14.3x = Adding back one instr entry per bb (1st instr in bb):
27.94user 0.00system 0:27.95elapsed 100%CPU (0avgtext+0avgdata 24768maxresident)k
Significant cost for instr-entry-per-bb: 33% more expensive. Maybe we can leverage traces to bring it down, having one instr entry per trace + a bit per cbr + an extra entry per mbr crossed?!?
#790: try online compression with zlib
With the private loader, should be able to just use zlib library directly.

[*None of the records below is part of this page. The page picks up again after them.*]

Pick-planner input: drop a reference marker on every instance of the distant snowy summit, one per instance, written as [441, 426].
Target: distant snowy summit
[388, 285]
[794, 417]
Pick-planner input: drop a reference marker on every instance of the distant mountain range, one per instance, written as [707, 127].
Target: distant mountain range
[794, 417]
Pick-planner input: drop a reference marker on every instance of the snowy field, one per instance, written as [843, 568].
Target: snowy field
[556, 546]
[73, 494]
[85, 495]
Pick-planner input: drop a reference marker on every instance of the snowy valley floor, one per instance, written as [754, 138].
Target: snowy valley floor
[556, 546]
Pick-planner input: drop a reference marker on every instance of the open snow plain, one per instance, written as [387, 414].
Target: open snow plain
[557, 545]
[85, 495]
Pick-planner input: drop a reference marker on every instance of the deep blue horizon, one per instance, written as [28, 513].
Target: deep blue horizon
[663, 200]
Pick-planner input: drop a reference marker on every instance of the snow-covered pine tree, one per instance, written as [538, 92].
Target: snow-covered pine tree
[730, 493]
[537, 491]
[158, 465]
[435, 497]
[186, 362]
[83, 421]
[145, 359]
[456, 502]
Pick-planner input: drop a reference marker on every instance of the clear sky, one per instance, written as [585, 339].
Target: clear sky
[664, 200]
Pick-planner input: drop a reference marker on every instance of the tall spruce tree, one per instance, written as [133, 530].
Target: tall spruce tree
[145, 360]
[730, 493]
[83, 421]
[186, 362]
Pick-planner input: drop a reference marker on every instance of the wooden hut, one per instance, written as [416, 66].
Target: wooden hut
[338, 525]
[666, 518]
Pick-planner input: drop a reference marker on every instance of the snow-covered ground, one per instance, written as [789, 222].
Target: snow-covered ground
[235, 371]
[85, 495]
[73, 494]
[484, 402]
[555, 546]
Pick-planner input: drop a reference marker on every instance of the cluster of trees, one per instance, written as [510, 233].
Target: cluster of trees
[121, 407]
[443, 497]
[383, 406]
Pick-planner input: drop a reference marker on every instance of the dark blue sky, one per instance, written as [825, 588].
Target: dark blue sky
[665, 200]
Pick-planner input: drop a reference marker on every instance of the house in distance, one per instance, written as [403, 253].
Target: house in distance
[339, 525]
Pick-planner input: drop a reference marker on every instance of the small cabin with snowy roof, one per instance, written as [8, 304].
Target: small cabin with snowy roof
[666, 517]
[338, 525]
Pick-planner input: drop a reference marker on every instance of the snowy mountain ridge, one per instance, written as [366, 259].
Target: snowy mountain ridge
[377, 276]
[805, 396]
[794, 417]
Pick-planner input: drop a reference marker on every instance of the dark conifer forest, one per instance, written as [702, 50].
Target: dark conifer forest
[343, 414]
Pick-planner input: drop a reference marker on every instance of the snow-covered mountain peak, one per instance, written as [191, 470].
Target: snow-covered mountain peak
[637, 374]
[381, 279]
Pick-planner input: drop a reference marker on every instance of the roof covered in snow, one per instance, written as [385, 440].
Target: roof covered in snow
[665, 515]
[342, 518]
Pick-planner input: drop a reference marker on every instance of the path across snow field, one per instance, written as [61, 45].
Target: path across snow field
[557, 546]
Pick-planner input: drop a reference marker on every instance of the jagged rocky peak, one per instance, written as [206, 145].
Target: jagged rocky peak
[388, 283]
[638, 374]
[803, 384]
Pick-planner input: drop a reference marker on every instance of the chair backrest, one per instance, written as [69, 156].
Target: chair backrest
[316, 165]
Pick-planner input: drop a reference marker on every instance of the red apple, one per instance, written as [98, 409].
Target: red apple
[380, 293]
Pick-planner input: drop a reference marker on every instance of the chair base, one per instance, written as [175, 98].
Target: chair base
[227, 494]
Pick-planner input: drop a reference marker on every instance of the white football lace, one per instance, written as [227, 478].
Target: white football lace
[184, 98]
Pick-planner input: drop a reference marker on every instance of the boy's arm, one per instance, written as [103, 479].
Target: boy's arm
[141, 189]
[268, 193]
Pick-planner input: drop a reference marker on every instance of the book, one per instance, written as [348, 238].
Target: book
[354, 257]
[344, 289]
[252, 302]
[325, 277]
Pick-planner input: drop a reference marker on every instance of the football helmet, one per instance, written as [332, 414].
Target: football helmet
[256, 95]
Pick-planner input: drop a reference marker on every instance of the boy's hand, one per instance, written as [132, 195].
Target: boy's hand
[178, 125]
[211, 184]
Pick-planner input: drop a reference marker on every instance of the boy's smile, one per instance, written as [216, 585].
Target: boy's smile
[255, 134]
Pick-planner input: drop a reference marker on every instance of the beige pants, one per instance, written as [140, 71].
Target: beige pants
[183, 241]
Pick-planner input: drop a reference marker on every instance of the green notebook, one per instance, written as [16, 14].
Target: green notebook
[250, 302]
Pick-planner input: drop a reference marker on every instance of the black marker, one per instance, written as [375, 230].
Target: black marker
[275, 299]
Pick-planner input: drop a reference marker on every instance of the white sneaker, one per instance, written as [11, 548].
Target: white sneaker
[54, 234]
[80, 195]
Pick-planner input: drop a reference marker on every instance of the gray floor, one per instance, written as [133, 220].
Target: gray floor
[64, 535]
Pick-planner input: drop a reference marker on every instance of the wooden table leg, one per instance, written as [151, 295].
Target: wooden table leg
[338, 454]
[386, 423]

% /usr/bin/time /work/dr/git/exports/bin64/drrun -c /work/dr/git/exports/samples/bin64/libmemtrace_x86_gz.so -- ./mcf_base.gcc-64bit inp.in
484.16user 1.91system 8:13.96elapsed 98%CPU (0avgtext+0avgdata 165552maxresident)k
It produces a 4GB file (vs 41GB uncompressed binary) but it is much slower! 295x vs native, 1.6x vs uncompressed. 98% CPU, too.
try zlib format instead of gz format, where we can set high speed => Z_BEST_SPEED is faster than uncompressed for HDD, but still not SSD
Z_BEST_SPEED
Have to use the deflate interface directly and the zlib compression format. The gz interface uses the gzip compression format and apparently has no interface to set the speed vs size.
% /usr/bin/time /work/dr/git/exports/bin64/drrun -c /work/dr/git/exports/samples/bin64/libmemtrace_x86_gz.so -- ./mcf_base.gcc-64bit inp.in
181.29user 1.91system 3:10.70elapsed 96%CPU (0avgtext+0avgdata 165220maxresident)k
It produces a 4.5GB file and is significantly faster than uncompressed, but it's still 114x vs native.
On laptop it makes a 4.3GB file (should have saved to see if really different) and:
229.51user 2.56system 3:53.45elapsed 99%CPU (0avgtext+0avgdata 167372maxresident)k
So even Z_BEST_SPEED is slower than uncompressed on an SSD!